Substantiated knowledge

"Actual indications”, according to governmental guidance, can include media and NGO reports, as well as other information considered common knowledge, or which a company receives directly, including through complaints mechanisms. It should be possible for a company to locate the risks in its own supply chain “with reasonable efforts”, but the information does not need to indicate that abuse has occurred at a (specific) supplier.

Analysing our sample, we found that in 43% of the allegations related to tier n and unknown (tier 1 or n) layers, the reports specified individual suppliers by name – a high percentage considering reports that focus on tracing supply chains require a great deal of research and effort from NGOs. For example, a study by the Rosa Luxemburg Foundation identified labour rights abuses on five orange farms in South Africa, which produce for packing houses that in turn supply German supermarkets.

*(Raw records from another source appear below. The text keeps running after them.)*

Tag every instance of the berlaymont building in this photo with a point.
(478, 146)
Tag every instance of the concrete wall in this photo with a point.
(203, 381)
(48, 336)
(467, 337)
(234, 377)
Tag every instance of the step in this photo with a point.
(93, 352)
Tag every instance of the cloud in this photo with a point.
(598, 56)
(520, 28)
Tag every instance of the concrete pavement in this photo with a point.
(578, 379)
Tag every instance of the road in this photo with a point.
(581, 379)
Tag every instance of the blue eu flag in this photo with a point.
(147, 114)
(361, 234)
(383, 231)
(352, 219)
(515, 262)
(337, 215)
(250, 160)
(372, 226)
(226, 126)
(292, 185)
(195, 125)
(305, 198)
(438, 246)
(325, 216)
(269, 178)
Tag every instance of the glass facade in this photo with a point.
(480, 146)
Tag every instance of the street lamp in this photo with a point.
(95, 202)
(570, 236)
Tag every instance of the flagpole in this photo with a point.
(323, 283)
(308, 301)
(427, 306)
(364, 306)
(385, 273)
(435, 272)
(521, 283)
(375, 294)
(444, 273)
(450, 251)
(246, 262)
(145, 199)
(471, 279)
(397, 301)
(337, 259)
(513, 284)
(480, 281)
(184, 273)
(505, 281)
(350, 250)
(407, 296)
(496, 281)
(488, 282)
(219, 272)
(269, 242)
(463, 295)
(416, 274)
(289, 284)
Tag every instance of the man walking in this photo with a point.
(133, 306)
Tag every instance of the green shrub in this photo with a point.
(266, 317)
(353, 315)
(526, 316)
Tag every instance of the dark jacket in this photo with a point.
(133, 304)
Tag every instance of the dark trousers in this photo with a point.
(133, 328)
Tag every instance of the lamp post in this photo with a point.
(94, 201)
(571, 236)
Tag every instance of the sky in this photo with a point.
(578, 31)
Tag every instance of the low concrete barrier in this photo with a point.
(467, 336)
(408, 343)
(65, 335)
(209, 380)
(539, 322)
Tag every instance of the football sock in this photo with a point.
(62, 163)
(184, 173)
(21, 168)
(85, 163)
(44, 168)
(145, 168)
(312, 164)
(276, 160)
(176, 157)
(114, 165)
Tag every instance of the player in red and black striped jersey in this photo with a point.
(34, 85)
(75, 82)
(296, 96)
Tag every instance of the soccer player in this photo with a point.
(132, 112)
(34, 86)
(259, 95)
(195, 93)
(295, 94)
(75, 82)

Reports that do not specify (sub)suppliers still offer concrete indications as to where human rights abuses may be occurring: over half the cases (48, 53%) contained information regarding both the country or region and the specific right(s) concerned. Only three allegations (3%) against German companies were limited to information on the overall poor human rights record of a sourcing region or country, and just one case related to sectoral risks in aluminum supply chains without specifying a region or country.

In all cases, we believe companies can be expected to have "substantiated knowledge" of possible abuse. They should process different types of information, including reports on industry peers, or accounts of sectoral/regional risks that do not mention specific lead firms (a potential source of tier n information not reflected in our sample of company allegations), and drill deeper and define responses as appropriate. This needs to happen without unduly shifting responsibility onto suppliers, which would be a misapplication of the Act. In contrast, adjustments to a brand’s own purchasing practices, as mentioned in the law, can help address time and cost pressures on suppliers and related repercussions for workers that may reach several tiers down.

Which sectors were implicated?

While human rights impacts can occur across virtually all sectors (our analysis identified 38), certain sectors were associated with a higher risk, with just 10 sectors accounting for 85% of all allegations (underreporting of certain sectors may apply). The top two sectors were the textile (26%) and food sectors (17%). The finance and insurance sector was the fifth most implicated sector (8%) and accounted for over a fifth of downstream allegations – which reinforces concerns over the exclusion of key financial sector impacts in guidance issued by the enforcement authority, as well as in the EU Corporate Sustainability Due Diligence Directive (CSDDD).


Information from a variety of media, NGO, agency and grassroots reports, such as those we collect on our website, provides "actual indications" and can be one initial starting point for mapping and assessing human rights and environmental risks across the supply chain, along with other insights, feedback and consultations. Deeper assessment, informed and driven by relationship-building on the ground and engagement with affected stakeholders, can then feed into tangible and proportionate prevention, mitigation and remediation measures.

It therefore stands to reason the concept of “substantiated knowledge” can and should continue to be interpreted broadly. In practice, companies are well advised to identify, prioritise (based on severity, if prioritisation is necessary) and tackle human rights and environmental risks along the full supply chain in an integrated and proactive manner, as also recommended by the enforcement authority, to maximise efficiency, prevention and positive impact under the German Act. The EU's CSDDD, which applies the risk-based approach across direct and indirect supplier levels much more clearly and coherently, and which includes more comprehensive protections and opportunities for SMEs, will then be key to further and substantively enhance alignment with the international UN and OECD standards, and promote an EU-wide level playing field and convergence among different existing national due diligence rules in Europe. This will massively benefit both companies and, most importantly, rightsholders.